A university chancellor paid thousands of dollars from institutional coffers so that a former porn star could speak to students. According to Newsweek, University of Wisconsin-La Crosse chancellor Joe Gow paid $5,000 (£3,875) to book Nina Hartley to visit and answer students’ questions about sex and adult media, although the cash came from a self-sustaining fund rather than public money. “This was a real value for $5,000, and a rare perspective we don’t hear every day,” he told the Milwaukee Journal Sentinel. About 70 students attended the 90-minute talk, called “Fantasy vs Reality: A critical view of adult media”, in which Ms Hartley discussed topics such as online pornography and safe sex. The talk was designed to help mark the launch of a new university policy on freedom of expression. At least it makes a change from porn actresses in the US being allegedly paid to keep quiet.
Meanwhile, threats to freedom of expression in academia have led to the creation of a new journal that will allow academics to publish articles on controversial topics under a pseudonym. The Journal of Controversial Ideas is set to be launched early next year by an international group of researchers who feel that frank discussion on campus is being hampered by a culture of fear over offending those on the left or the right of politics. Jeff McMahan, professor of moral philosophy at the University of Oxford, revealed plans for the publication in a BBC Radio 4 documentary. “The need for more open discussion is really very acute. There’s greater inhibition on university campuses about taking certain positions for fear of what will happen,” he told the University Unchallenged documentary. It isn’t clear if it means that every other academic article published from now on will automatically be deemed uncontroversial and, therefore, not worth reading.
Eighties pop sensation Rick Astley went down a storm when he headlined a secret gig at a students’ union bar in Cambridge. Footage released by BBC News Online shows students going wild as the singer performs his 1987 hit Never Gonna Give You Up at King’s College, Cambridge – in front of the red walls and Soviet Union flag that decorate the famously left-wing college’s union bar. The hour-long performance took place after Mr Astley’s gig at the Cambridge Corn Exchange, and organisers were given just 12 hours to arrange the event after being contacted by the singer’s team. The bigger mystery remains Mr Astley’s incredible popularity with the younger fans at King’s, most of whom were born more than a decade after his last hit and would be too young to remember Mr Astley’s appearance in the “rick-rolling” YouTube phenomenon of the late 2000s, too.
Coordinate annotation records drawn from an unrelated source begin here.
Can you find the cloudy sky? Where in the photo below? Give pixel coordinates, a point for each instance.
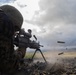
(50, 20)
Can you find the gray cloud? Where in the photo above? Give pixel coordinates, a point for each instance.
(57, 17)
(6, 1)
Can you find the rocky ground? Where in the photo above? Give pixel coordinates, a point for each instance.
(65, 67)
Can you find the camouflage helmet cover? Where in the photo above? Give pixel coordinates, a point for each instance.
(13, 14)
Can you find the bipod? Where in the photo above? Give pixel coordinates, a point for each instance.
(41, 54)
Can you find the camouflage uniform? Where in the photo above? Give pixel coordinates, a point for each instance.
(8, 59)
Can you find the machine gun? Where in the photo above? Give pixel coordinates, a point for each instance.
(22, 41)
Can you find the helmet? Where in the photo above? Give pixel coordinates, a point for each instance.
(29, 30)
(14, 15)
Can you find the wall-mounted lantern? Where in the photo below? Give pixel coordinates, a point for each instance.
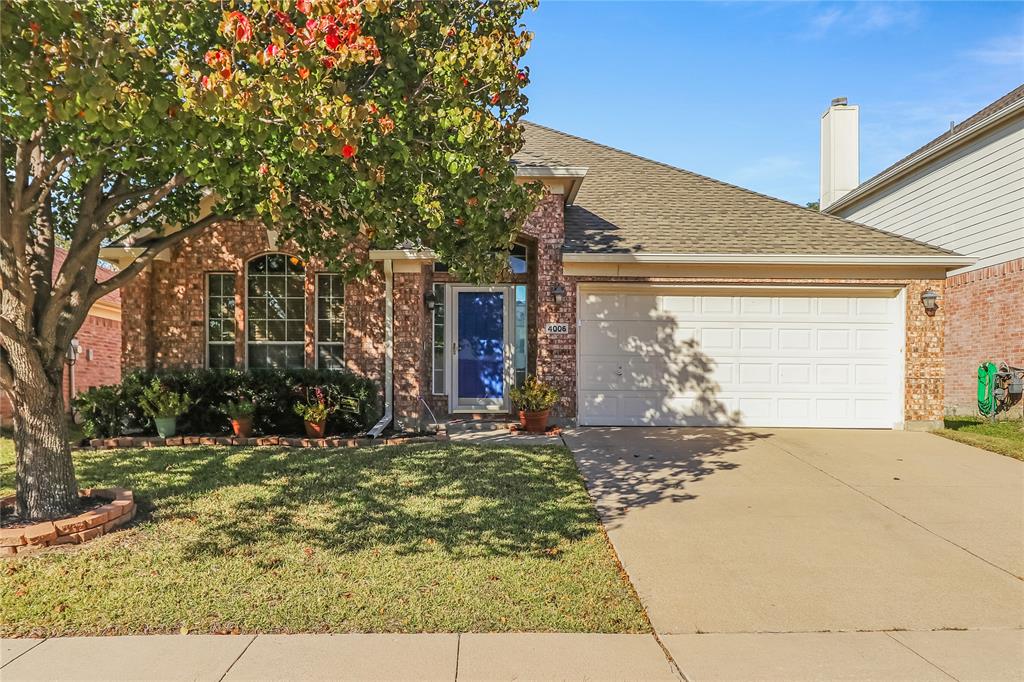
(73, 350)
(558, 293)
(930, 300)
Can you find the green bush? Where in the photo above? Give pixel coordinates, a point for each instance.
(113, 411)
(160, 402)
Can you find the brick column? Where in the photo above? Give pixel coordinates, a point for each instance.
(555, 354)
(411, 348)
(136, 323)
(925, 358)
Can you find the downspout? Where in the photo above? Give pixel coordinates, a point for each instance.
(388, 351)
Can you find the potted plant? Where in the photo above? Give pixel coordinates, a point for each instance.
(313, 413)
(241, 413)
(164, 406)
(535, 399)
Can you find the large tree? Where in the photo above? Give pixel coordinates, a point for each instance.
(328, 119)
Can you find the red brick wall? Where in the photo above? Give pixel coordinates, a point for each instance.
(99, 338)
(164, 314)
(164, 309)
(984, 322)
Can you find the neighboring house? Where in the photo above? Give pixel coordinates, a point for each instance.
(645, 294)
(964, 192)
(98, 358)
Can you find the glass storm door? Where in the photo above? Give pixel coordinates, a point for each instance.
(481, 351)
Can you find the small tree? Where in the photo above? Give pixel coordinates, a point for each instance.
(332, 121)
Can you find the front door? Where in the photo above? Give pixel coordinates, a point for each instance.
(480, 348)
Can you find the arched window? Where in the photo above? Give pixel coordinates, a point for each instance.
(275, 311)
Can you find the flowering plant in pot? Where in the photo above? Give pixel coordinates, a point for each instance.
(535, 399)
(313, 413)
(164, 406)
(241, 413)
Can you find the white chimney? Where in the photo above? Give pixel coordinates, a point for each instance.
(840, 152)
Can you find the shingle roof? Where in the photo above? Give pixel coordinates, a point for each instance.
(102, 274)
(1006, 100)
(628, 204)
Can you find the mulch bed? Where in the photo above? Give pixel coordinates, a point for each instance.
(117, 508)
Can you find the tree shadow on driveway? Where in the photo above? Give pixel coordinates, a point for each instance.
(633, 467)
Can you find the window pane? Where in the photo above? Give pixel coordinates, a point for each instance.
(275, 311)
(295, 308)
(520, 334)
(275, 263)
(295, 356)
(438, 340)
(220, 320)
(296, 331)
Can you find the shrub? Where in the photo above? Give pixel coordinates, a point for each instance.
(273, 392)
(161, 402)
(241, 409)
(102, 412)
(534, 395)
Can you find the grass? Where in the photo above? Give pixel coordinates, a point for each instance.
(1005, 437)
(431, 538)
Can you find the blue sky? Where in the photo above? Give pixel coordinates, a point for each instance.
(735, 90)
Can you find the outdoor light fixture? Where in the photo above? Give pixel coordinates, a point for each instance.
(72, 354)
(930, 300)
(558, 293)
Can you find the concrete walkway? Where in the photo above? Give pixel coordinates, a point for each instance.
(806, 530)
(892, 655)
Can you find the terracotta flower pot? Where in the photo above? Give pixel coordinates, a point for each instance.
(315, 429)
(537, 422)
(243, 426)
There was once a time when “rich” undergraduates who drove a second-hand Ford Fiesta or VW Golf around town were the envy of others on campus. That dynamic has changed slightly at one Australian university, at least, where a photo of three supercars on campus has sparked debate about whether international students are “flaunting their wealth”, MailOnline reported. After a photo of three BMWs – one worth a staggering A$320,000 (£182,000) – parked at the University of New South Wales was uploaded to social media, one commenter said that he had seen a Chinese student driving one of the luxury cars. While some students might bridle at this conspicuous consumption, however, such pricey purchases underline just why Australia is doing all it can to hang on to its A$32 billion international education export industry.
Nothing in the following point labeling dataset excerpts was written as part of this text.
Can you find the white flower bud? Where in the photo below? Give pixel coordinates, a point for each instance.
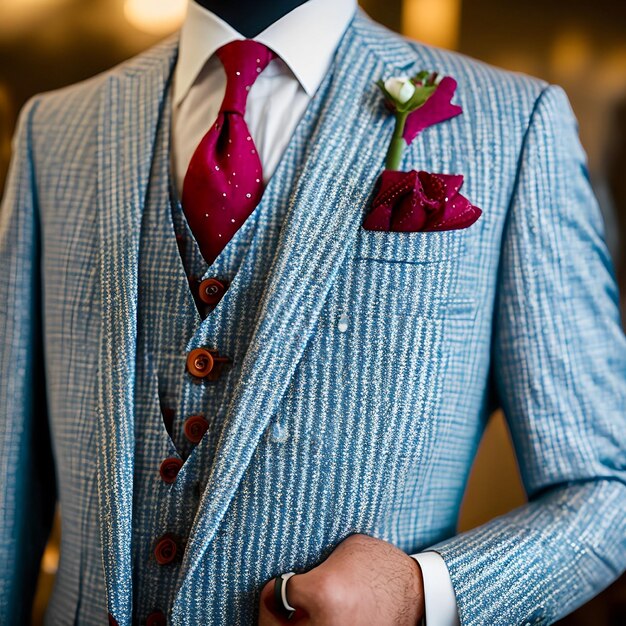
(400, 88)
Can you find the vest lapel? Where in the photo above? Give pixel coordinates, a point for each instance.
(345, 155)
(131, 100)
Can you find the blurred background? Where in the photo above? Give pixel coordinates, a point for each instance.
(579, 45)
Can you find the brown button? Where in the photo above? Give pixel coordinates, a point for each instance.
(165, 550)
(156, 618)
(211, 290)
(169, 469)
(203, 363)
(195, 427)
(200, 362)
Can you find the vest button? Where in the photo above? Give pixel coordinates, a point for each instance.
(195, 427)
(199, 362)
(165, 550)
(203, 363)
(156, 618)
(169, 469)
(211, 290)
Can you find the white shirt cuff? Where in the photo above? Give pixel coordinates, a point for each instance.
(439, 600)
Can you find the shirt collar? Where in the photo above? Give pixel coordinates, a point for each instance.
(305, 39)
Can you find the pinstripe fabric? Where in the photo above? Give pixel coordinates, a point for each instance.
(322, 432)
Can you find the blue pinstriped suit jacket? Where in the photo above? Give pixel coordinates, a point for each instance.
(380, 422)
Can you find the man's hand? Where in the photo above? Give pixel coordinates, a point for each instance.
(363, 581)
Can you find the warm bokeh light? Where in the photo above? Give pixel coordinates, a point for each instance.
(434, 22)
(156, 17)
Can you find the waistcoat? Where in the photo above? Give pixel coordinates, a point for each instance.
(171, 323)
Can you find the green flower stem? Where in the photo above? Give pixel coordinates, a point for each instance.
(397, 145)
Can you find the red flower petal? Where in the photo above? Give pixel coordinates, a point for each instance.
(438, 108)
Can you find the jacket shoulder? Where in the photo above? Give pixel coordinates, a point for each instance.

A UK university has defended its decision to warn students to take care when reading an essay on socialist revolution because it might be deemed extremist material, The Observer reported. Politics students at the University of Reading were told not to access an essay by the late Marxist academic Norman Gerras, titled “Our Morals: The Ethics of Revolution”, on personal devices or to leave it lying around where it might be seen “inadvertently or otherwise, by those who are not prepared to view it”, the paper said. The warning was made after the university classified the text by the former University of Manchester professor as “sensitive” under the government’s Prevent counter-terrorism programme. Professor Gerras’ essay rejects terrorism but argues that violence could be justified in the case of grave social injustices, leading critics to wonder how a treatise by a mainstream UK academic could now be seen as a threat to security. Ilyas Nagdee, black students’ officer for the National Union of Students, said the case again highlighted how “normal topics that are discussed as a matter of course in our educational spaces are being treated as criminal”.